Sebagai pasangan cagub-cawagub, Hade sebenarnya sempat melalui jalan berliku sebelum akhirnya resmi dipasangkan. Ahmad Heryawan calon yang diusung Partai Keadilan Sejahtera (PKS) sempat diskenariokan dipasangkan dengan Agum Gumelar jagoan PDIP maupun dengan Danny Setiawan usungan Partai Golkar, namun gagal sebab tidak direstui oleh petinggi masing-masing partai tersebut. Dan akhirnya jatuhlah pilihan ke Dede Yusuf yang berasal dari Partai Amanat Nasional (PAN).

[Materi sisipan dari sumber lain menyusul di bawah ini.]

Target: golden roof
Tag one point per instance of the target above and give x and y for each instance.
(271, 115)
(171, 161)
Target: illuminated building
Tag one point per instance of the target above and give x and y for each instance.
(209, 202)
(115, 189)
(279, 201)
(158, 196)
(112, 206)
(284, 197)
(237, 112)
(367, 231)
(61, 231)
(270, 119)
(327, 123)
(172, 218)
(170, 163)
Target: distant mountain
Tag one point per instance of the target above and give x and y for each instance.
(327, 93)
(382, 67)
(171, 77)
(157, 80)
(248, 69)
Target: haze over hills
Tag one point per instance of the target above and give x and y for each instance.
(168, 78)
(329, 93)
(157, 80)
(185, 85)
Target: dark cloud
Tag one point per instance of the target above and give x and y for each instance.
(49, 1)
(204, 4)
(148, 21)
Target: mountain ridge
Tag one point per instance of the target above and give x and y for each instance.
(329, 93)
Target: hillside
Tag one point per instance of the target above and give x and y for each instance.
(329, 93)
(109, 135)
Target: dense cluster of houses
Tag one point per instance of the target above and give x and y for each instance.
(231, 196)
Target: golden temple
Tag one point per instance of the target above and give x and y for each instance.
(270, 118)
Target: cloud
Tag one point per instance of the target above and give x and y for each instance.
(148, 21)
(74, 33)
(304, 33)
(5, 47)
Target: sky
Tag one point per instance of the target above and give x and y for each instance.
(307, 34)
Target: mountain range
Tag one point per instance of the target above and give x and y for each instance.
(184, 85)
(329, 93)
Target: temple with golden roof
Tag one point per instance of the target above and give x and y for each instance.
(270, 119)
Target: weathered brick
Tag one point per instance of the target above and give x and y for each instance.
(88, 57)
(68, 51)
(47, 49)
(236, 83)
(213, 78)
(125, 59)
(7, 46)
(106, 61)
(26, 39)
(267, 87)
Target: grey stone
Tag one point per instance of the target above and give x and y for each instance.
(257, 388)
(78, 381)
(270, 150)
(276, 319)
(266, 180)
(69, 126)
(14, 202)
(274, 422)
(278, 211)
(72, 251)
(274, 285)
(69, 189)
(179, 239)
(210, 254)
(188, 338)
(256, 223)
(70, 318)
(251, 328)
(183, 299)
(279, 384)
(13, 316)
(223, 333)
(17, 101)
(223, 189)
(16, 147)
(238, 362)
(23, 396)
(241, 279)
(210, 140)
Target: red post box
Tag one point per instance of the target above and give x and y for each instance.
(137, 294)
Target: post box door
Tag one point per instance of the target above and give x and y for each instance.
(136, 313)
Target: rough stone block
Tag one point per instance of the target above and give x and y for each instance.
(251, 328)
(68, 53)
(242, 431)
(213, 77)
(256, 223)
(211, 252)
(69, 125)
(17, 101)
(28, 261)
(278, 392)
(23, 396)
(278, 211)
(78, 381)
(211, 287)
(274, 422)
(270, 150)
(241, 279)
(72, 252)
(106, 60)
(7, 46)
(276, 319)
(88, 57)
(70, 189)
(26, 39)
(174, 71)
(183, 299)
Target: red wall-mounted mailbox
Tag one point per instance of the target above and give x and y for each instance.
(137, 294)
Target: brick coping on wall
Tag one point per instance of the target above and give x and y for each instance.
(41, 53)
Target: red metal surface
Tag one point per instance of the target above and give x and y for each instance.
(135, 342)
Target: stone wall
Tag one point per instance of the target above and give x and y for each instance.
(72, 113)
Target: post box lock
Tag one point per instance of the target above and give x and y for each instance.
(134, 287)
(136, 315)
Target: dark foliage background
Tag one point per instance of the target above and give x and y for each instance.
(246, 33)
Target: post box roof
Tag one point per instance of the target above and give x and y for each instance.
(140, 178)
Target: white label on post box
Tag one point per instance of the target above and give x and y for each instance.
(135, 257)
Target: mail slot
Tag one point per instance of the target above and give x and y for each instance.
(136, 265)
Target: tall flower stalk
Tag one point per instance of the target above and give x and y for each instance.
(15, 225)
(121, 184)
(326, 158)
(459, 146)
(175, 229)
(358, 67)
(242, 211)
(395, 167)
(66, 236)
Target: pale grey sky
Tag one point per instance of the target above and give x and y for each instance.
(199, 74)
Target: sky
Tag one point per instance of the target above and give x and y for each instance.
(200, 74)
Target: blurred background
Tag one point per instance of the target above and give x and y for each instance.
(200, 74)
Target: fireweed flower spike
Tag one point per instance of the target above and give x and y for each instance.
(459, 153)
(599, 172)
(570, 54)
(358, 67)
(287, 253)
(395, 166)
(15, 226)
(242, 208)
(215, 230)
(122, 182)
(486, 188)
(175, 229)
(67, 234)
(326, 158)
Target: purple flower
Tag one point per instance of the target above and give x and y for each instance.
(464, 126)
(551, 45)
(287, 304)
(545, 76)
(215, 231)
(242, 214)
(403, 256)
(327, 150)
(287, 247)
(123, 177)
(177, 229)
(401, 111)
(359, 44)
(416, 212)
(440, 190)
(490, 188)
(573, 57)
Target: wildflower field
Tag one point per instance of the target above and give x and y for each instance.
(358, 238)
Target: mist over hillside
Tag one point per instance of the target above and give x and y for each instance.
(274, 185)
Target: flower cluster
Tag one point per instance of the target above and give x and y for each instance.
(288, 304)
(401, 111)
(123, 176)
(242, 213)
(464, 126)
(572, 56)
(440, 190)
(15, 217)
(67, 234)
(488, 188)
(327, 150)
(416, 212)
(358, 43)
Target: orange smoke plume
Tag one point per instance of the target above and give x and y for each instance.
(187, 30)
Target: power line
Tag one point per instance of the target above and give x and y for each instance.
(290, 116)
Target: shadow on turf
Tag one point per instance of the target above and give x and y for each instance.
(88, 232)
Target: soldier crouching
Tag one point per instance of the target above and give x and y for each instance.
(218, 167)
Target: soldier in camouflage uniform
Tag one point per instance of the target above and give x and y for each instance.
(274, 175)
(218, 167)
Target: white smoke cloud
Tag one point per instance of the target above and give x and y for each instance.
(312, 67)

Namun ternyata dengan Dede Yusuf pun bukannya mulus tanpa halangan, sebab ternyata diinternal partai berlambang matahari terbit inipun terjadi perdebatan dan tarik ulur yang cukup kuat. Bahkan Amien Rais sebagai tokoh penting dalam partai inipun tidak setuju kalau PAN mengusung artis yang terkenal jago beladiri ini, termasuk beberapa tokoh teras lainnya. Kondisi ini diakui oleh Sutrisno Bachir hingga terjadi “pembelotan” sikap dukungan. Puncaknya terlihat saat kampanye putaran terakhir pasangan ini tidak dihadiri oleh Amien Rais dan juga Sutrisno Bachir. Praktis pasangan ini dari sejak awal telah melalui ujian yang cukup berliku bahkan cenderung dramatis.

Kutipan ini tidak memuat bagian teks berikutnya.